Weekly Feature



2018-04-12 / Editorial

New gun legislation is a smart step forward

Bee Editorial

The debate over gun legislation has been raging for several years now and particularly flares up each time a mass shooting takes place.

While these incidents are responsible for stealing the lives of many innocent people, the rate at which victims of domestic violence are murdered with guns is both staggering and woefully lacking in the national discourse.

In the United States, three or more women are murdered each day by a husband or boyfriend according to the American Psychological Association. Furthermore, greater than half of all women killed by intimate partners between 2001 to 2012 were killed with guns, according to the Center for American Progress.
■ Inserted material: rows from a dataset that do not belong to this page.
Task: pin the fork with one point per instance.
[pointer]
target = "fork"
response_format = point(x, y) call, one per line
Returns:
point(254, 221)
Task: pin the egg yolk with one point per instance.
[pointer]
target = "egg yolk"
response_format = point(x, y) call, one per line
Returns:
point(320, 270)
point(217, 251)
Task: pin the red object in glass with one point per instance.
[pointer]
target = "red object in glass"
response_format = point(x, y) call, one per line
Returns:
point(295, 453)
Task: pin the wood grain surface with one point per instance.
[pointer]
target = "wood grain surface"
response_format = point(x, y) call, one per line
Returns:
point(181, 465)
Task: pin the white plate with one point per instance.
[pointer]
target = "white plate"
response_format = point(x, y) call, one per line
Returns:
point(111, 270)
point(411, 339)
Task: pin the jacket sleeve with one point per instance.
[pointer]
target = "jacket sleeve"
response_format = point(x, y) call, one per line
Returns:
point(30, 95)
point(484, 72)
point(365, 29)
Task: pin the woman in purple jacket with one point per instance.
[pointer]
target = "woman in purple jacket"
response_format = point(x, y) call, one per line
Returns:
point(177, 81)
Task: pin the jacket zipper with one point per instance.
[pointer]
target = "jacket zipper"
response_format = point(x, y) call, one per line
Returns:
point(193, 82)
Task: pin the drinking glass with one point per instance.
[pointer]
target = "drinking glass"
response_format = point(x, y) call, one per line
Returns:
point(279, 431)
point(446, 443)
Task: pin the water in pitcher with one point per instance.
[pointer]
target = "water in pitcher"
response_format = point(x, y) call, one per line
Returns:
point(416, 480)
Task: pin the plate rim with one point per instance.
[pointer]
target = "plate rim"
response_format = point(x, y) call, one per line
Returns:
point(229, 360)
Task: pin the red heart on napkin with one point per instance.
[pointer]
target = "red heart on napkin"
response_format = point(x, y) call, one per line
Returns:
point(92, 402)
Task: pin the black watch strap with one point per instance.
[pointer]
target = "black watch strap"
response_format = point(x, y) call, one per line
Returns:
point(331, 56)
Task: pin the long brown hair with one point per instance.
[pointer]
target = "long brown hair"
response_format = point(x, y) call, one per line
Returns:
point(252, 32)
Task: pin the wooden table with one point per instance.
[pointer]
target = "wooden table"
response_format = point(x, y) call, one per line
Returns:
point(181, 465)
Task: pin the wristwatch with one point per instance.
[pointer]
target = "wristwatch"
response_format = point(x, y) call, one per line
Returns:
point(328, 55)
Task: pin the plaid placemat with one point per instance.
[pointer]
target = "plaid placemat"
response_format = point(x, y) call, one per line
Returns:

A study published by the American Public Health Association in July 2003 stated that American women are killed by an intimate partner — including husbands, lovers, ex-husbands and ex-lovers — more often than by any other type of perpetrator.
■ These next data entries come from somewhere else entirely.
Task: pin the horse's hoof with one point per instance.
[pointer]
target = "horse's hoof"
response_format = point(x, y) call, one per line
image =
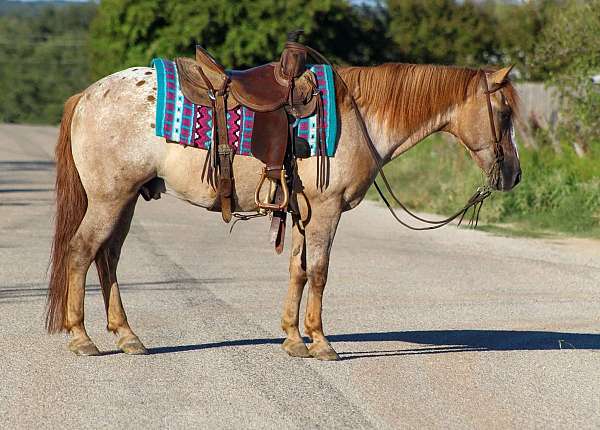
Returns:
point(83, 347)
point(323, 351)
point(132, 345)
point(295, 348)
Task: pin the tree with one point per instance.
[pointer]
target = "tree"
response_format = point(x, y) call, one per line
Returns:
point(43, 60)
point(238, 33)
point(518, 30)
point(442, 31)
point(570, 50)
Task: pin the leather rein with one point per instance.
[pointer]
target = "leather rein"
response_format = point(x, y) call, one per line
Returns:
point(475, 201)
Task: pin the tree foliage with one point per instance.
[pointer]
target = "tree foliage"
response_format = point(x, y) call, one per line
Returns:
point(570, 50)
point(43, 61)
point(238, 33)
point(442, 31)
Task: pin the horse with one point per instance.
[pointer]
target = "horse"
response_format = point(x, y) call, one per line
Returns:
point(108, 154)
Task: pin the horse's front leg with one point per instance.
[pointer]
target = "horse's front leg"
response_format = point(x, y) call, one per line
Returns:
point(319, 234)
point(293, 344)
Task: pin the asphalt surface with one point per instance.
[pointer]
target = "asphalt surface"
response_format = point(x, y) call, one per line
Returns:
point(451, 329)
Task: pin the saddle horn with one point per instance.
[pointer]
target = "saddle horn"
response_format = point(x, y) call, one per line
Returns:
point(293, 58)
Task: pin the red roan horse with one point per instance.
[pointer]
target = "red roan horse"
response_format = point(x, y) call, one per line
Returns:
point(96, 194)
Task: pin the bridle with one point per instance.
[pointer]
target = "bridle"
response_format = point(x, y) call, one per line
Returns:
point(495, 135)
point(476, 200)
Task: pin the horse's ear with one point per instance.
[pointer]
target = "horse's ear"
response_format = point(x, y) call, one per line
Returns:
point(500, 77)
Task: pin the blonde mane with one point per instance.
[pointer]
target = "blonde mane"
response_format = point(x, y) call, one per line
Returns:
point(405, 96)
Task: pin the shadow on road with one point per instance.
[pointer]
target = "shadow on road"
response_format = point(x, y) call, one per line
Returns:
point(434, 341)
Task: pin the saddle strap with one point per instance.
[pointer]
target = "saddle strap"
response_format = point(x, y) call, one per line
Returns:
point(277, 230)
point(225, 188)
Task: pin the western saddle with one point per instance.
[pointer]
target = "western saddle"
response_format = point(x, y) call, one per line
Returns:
point(278, 93)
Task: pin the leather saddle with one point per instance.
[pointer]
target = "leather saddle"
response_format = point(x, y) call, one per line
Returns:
point(278, 93)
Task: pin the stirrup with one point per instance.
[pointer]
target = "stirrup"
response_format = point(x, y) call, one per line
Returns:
point(284, 188)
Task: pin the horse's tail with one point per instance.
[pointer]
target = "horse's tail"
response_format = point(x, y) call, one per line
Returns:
point(71, 204)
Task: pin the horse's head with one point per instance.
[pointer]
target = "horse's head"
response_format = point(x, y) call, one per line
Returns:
point(484, 125)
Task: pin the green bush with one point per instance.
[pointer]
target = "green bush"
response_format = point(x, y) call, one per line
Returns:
point(570, 49)
point(557, 193)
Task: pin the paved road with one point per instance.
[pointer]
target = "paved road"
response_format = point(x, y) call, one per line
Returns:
point(452, 329)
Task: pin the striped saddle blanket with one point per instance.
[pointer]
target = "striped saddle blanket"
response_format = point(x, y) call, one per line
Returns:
point(179, 120)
According to the National Domestic Violence Hotline, between 77 and 81 percent of female victims of intimate partner violence were previously victimized by the same offender, depending on the victim’s age bracket.

This prompts the question, why are men convicted of such violence able to get their hands on deadly weapons?

Legislation passed in New York last week will require those convicted of domestic abuse to turn over long guns, as opposed to existing legislation, which mandated only the surrender of handguns. Additionally, the legislation can prevent an individual from getting or renewing a license for a gun if that person is the subject of an arrest warrant for certain alleged crimes. It’s possible the new legislation could also prevent the mass shootings experienced by communities nationwide.

According to a report published by the Congressional Research Service in July 2015, “a domestic dispute of some sort was allegedly a contributing factor in about a fifth of mass public shootings” between 1999 and 2013, where such an event is defined as “three or more killings in a single incident.” The report goes on to say that “In some cases, offenders were able to purchase a firearm, or allowed to keep firearms already in their possession, and commit mass murder, even though they had previously had domestic violence restraining orders filed against them, or had been convicted of misdemeanor domestic violence offenses.”

This kind of legislation is the shift that needs to be made in the ongoing debate over firearms.

While people on both sides of the aisle are guilty of shouting more than listening and failing to compromise, this type of legislation targets a specific issue and combats it in a logical way.

While not every act of violence can be predicted, looking at trends and statistics can give us many solid indicators and well-thought-out legislation such as this can go a long way in protecting women who might otherwise become murder victims.